Overview

Diagnosis

Gout is usually diagnosed based on symptoms and the appearance of affected joints. Additional tests may include:

  • Joint fluid test: Fluid is drawn from the joint with a needle to check for urate crystals under a microscope

  • Blood test: Measures uric acid levels in the blood, though results may not always correspond with gout symptoms

  • X-ray imaging: Helps rule out other causes of joint inflammation

  • Ultrasound: Detects urate crystals in joints or in tophi

  • Dual-energy computerized tomography (DECT): Uses multiple X-ray images to visualize urate crystals in joints


Treatment

Gout treatment focuses on two goals: relieving inflammation and pain during attacks, and preventing complications by lowering uric acid levels.

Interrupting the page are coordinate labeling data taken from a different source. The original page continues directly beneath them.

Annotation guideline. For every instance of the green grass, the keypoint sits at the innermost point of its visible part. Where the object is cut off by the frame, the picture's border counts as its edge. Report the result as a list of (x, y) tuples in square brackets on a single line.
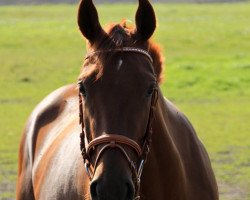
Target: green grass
[(207, 75)]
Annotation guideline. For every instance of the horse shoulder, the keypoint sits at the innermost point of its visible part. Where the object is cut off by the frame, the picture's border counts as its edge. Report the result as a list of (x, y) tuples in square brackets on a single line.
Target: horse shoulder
[(47, 111), (197, 166)]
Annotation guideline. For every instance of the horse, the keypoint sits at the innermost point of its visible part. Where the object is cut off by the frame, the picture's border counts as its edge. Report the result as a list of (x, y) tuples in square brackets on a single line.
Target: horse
[(113, 135)]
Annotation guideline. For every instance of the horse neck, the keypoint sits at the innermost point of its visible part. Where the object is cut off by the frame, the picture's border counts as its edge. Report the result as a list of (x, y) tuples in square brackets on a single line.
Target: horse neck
[(164, 167)]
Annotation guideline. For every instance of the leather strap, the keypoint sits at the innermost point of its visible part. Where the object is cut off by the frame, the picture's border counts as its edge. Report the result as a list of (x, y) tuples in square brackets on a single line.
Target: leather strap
[(113, 140), (124, 49)]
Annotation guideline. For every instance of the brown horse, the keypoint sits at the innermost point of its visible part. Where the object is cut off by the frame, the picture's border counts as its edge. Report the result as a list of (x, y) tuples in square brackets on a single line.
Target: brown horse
[(124, 122)]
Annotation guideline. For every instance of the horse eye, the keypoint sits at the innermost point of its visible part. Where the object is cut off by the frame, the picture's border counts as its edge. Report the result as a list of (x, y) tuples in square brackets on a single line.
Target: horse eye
[(150, 90), (82, 89)]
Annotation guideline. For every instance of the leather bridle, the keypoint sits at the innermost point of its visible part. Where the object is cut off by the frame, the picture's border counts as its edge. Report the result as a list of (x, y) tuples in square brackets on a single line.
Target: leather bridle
[(107, 141)]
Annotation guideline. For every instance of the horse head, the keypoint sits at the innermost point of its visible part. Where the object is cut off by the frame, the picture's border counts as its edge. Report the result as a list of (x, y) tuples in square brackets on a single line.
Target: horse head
[(118, 85)]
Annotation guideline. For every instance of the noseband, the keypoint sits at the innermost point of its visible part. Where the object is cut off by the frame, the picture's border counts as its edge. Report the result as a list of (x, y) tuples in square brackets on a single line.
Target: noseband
[(107, 141)]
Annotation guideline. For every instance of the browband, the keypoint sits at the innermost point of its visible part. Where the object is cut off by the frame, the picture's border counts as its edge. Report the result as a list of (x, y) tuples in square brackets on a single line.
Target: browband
[(123, 49)]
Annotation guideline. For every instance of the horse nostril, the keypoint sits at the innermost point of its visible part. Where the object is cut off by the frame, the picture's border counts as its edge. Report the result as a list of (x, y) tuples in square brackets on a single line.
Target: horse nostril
[(93, 190), (130, 190)]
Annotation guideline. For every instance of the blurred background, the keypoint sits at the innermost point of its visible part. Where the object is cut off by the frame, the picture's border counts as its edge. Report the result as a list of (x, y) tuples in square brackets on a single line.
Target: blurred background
[(206, 44)]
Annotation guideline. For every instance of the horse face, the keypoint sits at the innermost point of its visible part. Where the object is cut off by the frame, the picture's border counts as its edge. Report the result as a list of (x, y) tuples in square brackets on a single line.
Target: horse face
[(118, 103), (117, 90)]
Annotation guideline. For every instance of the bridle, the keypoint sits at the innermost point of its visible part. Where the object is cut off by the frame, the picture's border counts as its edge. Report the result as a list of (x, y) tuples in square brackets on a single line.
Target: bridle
[(119, 141)]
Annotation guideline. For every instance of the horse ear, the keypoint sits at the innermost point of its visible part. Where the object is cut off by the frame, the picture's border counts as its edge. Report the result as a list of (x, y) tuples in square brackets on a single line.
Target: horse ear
[(88, 21), (145, 20)]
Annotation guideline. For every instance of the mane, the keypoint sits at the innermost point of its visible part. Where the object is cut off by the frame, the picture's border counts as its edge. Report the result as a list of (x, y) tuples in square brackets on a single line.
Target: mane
[(121, 35)]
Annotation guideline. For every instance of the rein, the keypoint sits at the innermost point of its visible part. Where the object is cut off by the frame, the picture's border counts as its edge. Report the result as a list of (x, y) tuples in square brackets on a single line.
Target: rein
[(118, 141)]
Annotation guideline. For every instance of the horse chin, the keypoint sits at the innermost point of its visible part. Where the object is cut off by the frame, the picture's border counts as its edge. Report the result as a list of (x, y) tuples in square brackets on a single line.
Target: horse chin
[(112, 183)]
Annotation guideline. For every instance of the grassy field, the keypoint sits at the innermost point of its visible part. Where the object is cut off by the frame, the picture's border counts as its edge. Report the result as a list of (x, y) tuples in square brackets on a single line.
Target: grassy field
[(207, 75)]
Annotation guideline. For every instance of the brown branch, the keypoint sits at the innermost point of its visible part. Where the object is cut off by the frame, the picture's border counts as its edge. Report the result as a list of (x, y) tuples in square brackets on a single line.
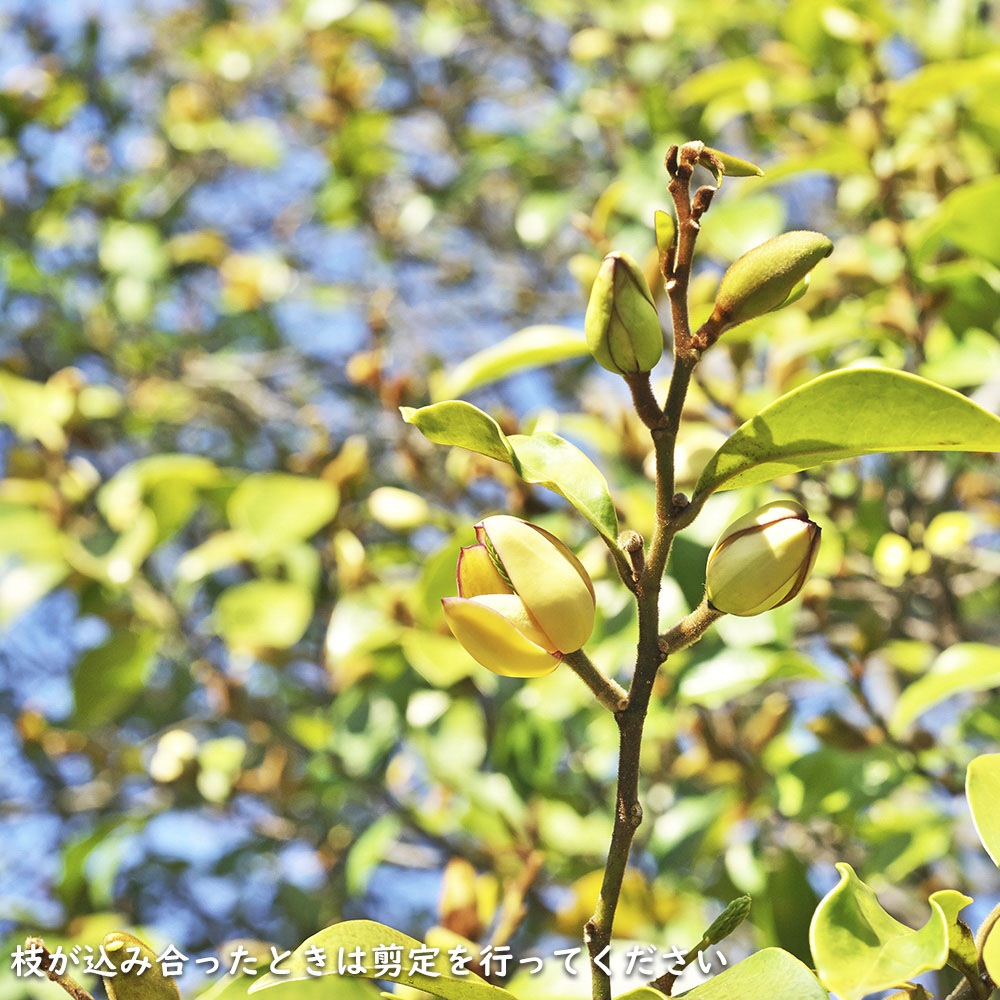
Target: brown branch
[(689, 630), (609, 693), (663, 425)]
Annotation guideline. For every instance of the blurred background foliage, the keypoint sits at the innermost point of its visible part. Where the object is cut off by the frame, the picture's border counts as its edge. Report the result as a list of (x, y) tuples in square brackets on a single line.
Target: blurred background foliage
[(235, 236)]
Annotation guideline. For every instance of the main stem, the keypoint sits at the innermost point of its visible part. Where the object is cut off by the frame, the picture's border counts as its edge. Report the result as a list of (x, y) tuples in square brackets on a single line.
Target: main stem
[(663, 425)]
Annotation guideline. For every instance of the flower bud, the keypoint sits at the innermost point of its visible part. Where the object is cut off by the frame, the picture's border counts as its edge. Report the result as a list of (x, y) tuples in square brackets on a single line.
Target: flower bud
[(766, 277), (524, 599), (762, 559), (623, 328)]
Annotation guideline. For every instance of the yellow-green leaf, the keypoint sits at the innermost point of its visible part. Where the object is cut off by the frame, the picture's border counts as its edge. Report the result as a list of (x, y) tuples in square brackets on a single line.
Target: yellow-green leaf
[(859, 949), (845, 414), (263, 614), (541, 458), (275, 508), (771, 974), (982, 789), (966, 666), (368, 935), (531, 347)]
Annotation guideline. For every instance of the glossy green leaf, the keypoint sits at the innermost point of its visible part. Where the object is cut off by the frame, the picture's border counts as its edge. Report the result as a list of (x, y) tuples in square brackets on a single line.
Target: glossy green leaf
[(461, 425), (542, 458), (259, 614), (368, 935), (845, 414), (148, 984), (158, 481), (982, 789), (110, 677), (771, 974), (968, 218), (991, 953), (275, 508), (967, 666), (859, 949), (531, 347)]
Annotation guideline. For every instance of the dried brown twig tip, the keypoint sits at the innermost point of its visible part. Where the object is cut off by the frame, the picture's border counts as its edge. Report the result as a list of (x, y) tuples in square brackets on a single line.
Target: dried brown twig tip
[(701, 200), (631, 543), (670, 162)]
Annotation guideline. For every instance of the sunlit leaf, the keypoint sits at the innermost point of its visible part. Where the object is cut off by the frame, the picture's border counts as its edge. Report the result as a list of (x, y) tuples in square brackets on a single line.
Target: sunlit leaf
[(965, 667), (982, 789), (862, 411), (145, 979), (368, 936), (771, 974), (110, 677), (542, 458), (859, 949), (275, 508), (531, 347), (263, 614)]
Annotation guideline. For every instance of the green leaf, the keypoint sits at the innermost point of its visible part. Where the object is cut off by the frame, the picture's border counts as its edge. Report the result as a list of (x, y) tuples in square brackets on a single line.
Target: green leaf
[(531, 347), (771, 974), (991, 953), (461, 425), (859, 949), (110, 677), (552, 462), (275, 508), (860, 411), (268, 614), (368, 935), (542, 458), (966, 666), (969, 218), (982, 789), (148, 984)]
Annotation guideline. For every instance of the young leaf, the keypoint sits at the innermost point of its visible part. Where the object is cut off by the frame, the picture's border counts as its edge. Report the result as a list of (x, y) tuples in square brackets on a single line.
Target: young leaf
[(771, 974), (840, 415), (966, 666), (982, 789), (142, 981), (542, 458), (859, 949), (368, 936), (263, 614), (275, 509), (531, 347), (991, 953)]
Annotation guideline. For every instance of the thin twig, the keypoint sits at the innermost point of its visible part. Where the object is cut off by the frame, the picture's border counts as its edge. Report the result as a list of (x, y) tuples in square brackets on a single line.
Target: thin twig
[(663, 425), (690, 629), (609, 693)]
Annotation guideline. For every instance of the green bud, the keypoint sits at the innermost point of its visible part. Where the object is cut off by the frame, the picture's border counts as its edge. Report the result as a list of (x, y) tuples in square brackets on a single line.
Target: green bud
[(726, 165), (762, 559), (141, 982), (766, 277), (623, 329), (728, 920)]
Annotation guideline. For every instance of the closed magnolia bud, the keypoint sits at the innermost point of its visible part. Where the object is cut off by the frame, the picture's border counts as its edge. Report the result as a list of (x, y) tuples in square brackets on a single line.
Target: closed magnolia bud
[(623, 328), (767, 277), (524, 599), (762, 559)]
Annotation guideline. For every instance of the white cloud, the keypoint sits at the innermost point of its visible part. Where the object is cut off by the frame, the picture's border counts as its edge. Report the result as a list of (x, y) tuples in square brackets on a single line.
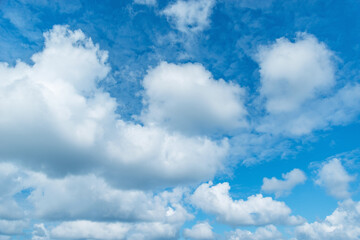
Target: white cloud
[(256, 210), (136, 214), (333, 176), (200, 231), (12, 227), (297, 84), (90, 197), (89, 230), (190, 16), (187, 98), (293, 72), (342, 224), (283, 187), (145, 2), (57, 99), (40, 232), (269, 232), (82, 229)]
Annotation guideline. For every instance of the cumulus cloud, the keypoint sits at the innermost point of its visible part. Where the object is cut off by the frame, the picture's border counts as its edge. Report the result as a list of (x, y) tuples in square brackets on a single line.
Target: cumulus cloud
[(283, 187), (70, 125), (187, 98), (145, 2), (190, 16), (200, 231), (342, 224), (297, 84), (256, 210), (103, 230), (269, 232), (333, 176), (293, 72), (136, 214)]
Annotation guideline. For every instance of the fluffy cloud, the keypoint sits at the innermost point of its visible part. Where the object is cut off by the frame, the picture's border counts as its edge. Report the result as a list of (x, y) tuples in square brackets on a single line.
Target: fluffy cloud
[(190, 16), (333, 176), (283, 187), (200, 231), (145, 2), (256, 210), (269, 232), (187, 98), (70, 125), (13, 227), (297, 80), (292, 73), (342, 224), (134, 213)]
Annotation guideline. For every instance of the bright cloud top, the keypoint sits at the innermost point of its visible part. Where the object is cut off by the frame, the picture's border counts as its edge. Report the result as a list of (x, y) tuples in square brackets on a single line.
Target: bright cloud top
[(190, 16), (333, 176), (187, 98), (256, 210), (76, 126), (293, 72), (342, 224), (269, 232), (283, 187), (297, 85), (200, 231)]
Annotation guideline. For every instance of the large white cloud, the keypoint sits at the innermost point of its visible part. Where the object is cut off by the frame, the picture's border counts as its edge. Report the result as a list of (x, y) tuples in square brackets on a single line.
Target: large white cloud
[(283, 187), (269, 232), (92, 200), (333, 176), (108, 231), (56, 119), (256, 210), (297, 86), (190, 16), (342, 224), (187, 98), (293, 72)]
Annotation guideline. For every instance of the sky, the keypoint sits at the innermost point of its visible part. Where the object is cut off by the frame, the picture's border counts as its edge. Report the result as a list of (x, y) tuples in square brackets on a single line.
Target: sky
[(182, 119)]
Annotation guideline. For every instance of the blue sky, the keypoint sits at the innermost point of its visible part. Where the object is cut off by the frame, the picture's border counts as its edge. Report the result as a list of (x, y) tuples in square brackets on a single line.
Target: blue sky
[(182, 119)]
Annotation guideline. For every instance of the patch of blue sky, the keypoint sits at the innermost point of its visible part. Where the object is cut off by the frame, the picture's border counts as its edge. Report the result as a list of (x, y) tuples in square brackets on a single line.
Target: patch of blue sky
[(138, 37)]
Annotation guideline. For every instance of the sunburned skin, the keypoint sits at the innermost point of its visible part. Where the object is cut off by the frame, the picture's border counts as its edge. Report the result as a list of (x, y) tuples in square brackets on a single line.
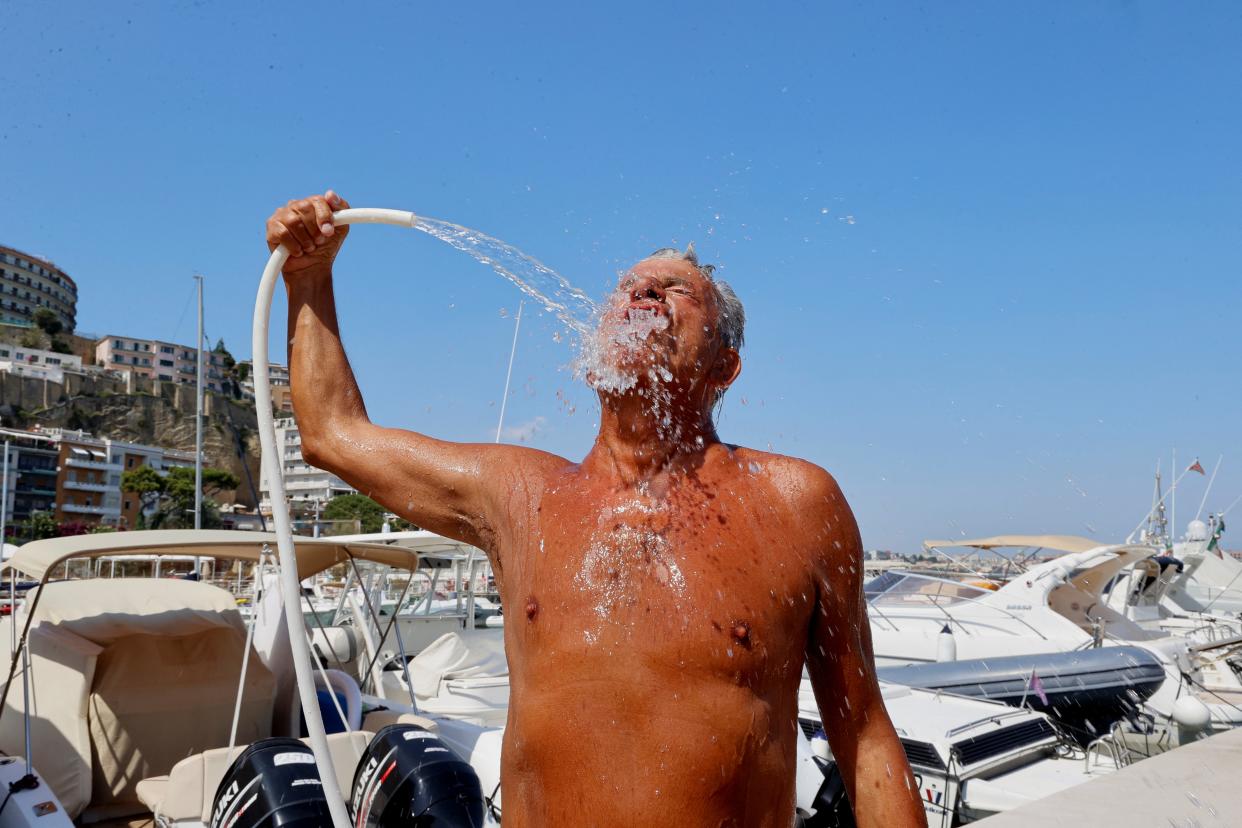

Medications for gout attacks

  • Nonsteroidal anti-inflammatory drugs (NSAIDs): Options include over-the-counter ibuprofen and naproxen, or prescription NSAIDs like indomethacin and celecoxib. Side effects may include stomach pain, bleeding, and ulcers

  • Colchicine: Reduces gout pain and inflammation. Side effects may include nausea, vomiting, and diarrhea

  • Corticosteroids: Such as prednisone, can be taken orally or injected into the joint. Side effects may include mood changes, elevated blood sugar, and high blood pressure

Medications to prevent gout complications

  • Uric acid production blockers: Allopurinol and febuxostat reduce uric acid production. Side effects may include rash, liver function changes, and potential heart risks with febuxostat

  • Uric acid excretion enhancers: Probenecid improves kidney removal of uric acid. Side effects may include rash, stomach pain, and kidney stones

Treatment choice depends on symptom frequency, severity, and other underlying health conditions. Regular monitoring and lifestyle adjustments can help prevent future gout attacks and joint damage.